Radiation therapy (RT) is a common treatment for lung cancer, but it can lead to irreversible loss of pulmonary function and a significant reduction in quality of life for one-third of patients. Pre-existing co-morbidities, such as chronic obstructive pulmonary disease (COPD), are frequent in lung cancer patients and further increase the risk of complications.
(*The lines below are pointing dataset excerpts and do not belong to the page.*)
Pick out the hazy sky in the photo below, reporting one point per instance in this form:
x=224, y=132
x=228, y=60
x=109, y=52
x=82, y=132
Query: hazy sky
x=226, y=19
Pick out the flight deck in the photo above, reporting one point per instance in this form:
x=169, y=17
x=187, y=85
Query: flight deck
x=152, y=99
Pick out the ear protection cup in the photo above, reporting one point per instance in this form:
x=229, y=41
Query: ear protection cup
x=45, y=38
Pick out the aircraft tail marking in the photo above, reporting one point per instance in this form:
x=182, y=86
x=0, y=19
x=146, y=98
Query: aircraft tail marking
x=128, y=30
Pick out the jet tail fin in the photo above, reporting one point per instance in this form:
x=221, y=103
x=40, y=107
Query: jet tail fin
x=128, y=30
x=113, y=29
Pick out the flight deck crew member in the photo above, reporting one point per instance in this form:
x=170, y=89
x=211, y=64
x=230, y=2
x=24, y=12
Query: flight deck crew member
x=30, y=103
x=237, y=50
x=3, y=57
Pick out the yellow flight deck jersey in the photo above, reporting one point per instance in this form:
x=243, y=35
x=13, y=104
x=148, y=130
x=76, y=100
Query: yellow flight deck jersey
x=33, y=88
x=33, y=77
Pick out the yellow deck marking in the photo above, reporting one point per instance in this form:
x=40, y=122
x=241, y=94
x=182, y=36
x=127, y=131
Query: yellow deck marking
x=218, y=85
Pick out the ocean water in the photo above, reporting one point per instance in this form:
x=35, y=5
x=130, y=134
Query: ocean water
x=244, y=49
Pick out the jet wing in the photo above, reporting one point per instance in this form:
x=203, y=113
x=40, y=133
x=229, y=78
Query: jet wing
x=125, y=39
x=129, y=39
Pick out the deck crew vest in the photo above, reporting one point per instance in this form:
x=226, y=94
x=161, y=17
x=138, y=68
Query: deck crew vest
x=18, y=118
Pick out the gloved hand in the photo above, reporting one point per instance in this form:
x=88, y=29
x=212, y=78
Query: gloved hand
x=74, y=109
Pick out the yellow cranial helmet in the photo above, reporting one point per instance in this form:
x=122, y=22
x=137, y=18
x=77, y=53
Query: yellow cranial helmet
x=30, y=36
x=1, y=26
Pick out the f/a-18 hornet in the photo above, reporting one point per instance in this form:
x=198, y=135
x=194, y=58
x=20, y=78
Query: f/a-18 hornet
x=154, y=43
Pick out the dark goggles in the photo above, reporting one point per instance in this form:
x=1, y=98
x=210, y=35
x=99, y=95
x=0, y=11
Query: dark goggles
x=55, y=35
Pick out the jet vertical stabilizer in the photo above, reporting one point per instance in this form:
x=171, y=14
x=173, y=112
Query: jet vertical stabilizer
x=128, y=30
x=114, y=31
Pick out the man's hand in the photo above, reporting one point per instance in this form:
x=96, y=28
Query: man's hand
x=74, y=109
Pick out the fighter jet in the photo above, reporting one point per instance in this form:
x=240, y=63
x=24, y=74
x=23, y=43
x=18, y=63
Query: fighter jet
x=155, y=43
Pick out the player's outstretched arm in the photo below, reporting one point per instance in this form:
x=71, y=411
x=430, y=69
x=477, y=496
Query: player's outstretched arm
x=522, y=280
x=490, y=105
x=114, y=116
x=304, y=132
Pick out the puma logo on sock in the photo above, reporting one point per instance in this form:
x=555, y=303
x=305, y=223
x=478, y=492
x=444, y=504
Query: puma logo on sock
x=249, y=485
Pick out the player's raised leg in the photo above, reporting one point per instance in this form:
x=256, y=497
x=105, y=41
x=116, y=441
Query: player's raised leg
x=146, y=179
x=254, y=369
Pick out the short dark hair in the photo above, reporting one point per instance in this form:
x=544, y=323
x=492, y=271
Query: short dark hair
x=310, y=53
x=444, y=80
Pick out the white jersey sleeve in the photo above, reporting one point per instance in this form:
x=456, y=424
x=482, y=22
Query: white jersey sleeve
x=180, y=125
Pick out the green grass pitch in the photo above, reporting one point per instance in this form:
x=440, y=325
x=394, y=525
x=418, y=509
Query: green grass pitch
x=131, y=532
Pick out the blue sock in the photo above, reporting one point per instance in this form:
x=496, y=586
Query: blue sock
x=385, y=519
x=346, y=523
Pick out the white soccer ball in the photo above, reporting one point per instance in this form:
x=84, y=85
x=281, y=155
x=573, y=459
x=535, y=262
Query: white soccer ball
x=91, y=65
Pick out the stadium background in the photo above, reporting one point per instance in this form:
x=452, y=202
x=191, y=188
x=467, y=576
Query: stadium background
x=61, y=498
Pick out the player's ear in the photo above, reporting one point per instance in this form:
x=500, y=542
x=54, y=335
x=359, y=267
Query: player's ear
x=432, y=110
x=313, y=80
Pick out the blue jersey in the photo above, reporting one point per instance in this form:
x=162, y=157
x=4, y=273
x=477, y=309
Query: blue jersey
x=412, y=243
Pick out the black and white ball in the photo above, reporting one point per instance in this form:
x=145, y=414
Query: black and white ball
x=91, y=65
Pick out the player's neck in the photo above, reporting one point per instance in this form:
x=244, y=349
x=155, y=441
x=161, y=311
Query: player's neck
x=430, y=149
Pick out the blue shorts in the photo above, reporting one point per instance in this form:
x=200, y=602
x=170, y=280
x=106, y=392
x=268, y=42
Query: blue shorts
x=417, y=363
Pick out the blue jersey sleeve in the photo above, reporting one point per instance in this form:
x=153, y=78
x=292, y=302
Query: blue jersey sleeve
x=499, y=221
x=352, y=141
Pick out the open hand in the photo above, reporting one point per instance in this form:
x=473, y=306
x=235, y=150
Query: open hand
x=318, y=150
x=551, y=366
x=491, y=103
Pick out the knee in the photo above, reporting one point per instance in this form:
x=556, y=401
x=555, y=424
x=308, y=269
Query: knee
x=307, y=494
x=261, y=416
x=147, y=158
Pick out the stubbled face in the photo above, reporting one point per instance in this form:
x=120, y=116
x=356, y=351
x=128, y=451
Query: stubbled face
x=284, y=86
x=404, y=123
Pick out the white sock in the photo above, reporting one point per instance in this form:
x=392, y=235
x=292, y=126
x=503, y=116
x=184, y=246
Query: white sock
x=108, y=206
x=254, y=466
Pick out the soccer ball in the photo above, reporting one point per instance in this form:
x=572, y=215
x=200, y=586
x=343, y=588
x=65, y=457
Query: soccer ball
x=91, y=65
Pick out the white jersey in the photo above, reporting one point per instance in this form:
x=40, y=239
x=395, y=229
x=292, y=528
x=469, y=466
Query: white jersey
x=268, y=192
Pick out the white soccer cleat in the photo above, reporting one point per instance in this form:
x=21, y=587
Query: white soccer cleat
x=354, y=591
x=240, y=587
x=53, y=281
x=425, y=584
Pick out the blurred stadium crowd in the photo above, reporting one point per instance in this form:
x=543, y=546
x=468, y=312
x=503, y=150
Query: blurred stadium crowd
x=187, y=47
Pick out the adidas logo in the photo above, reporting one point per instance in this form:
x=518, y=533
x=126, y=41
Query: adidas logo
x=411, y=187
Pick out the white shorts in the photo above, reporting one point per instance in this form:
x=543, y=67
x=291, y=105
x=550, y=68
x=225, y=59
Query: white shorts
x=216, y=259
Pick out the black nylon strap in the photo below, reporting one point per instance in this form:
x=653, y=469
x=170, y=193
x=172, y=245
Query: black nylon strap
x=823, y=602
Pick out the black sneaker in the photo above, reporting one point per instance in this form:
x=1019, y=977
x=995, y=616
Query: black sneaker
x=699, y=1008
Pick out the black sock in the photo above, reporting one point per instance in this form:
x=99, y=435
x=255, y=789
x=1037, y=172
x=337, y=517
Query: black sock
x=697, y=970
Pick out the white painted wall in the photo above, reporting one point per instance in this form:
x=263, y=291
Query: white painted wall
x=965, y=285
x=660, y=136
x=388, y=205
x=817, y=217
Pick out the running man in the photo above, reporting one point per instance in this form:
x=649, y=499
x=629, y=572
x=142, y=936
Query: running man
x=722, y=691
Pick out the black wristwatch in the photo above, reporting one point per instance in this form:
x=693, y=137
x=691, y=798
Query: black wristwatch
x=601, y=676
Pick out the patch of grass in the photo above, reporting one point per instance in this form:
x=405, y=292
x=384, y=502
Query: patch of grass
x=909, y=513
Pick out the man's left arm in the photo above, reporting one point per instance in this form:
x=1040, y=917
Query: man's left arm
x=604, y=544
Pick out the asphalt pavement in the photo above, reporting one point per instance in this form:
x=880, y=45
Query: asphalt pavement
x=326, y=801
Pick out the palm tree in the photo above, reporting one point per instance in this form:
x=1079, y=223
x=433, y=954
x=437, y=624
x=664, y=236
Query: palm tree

Because lung stem cells are crucial for the regeneration of lung tissue following injury, we hypothesised that airway stem cells from COPD patients with lung cancer may contribute to increased radiation sensitivity.

Material/Methods:

We utilised the Air-Liquid Interface (ALI) model, a three-dimensional (3D) culture system that produces a pseudo stratified mucociliary and polarised lung epithelium from bronchial airway stem cells, to compare the DNA damage response, long and short-term survival and differentiation of primary human airway stem cells from healthy and COPD patients.

Results:

We found that COPD-derived airway stem cells compared to healthy airway stem cell cultures exhibited disproportionate pathological mucociliary differentiation, aberrant cell cycle checkpoints, residual DNA damage, reduced survival of stem cells and self-renewal and terminally differentiated cells post-irradiation, which could be reversed by blocking the Notch pathway using small molecule inhibitors

Conclusion:

Our investigation demonstrates that ex vivo cultured upper airway stem cells derived from individuals with Chronic Obstructive Pulmonary Disease (COPD) faithfully recapitulate key histopathological abnormalities observed in COPD patients. Notably, these cultured COPD stem cells manifest aberrant mucociliary differentiation patterns, heightened sensitivity to irradiation, and first-line tyrosine kinase inhibitors typically employed in treating EGFR-mutated lung cancer. Our study has demonstrated that COPD stem cells exhibit a marked augmentation in radiation-induced DNA damage and diminished viability 24 hours post-irradiation, coupled with compromised long-term survival compared with their healthy airway stem cell counterparts. Furthermore, these COPD stem cells display reduced functionality in the context of non-homologous end-joining DNA repair pathways, which underlies their tendency towards G2-M cell cycle arrest and apoptosis. Of particular significance, our research has unveiled that inhibition of the Notch stem cell signaling pathway can mitigate radiation-induced cell death in COPD stem cells and bolster their survival. Furthermore, the blockade of Notch signaling can reverse the pathological phenotype associated with COPD.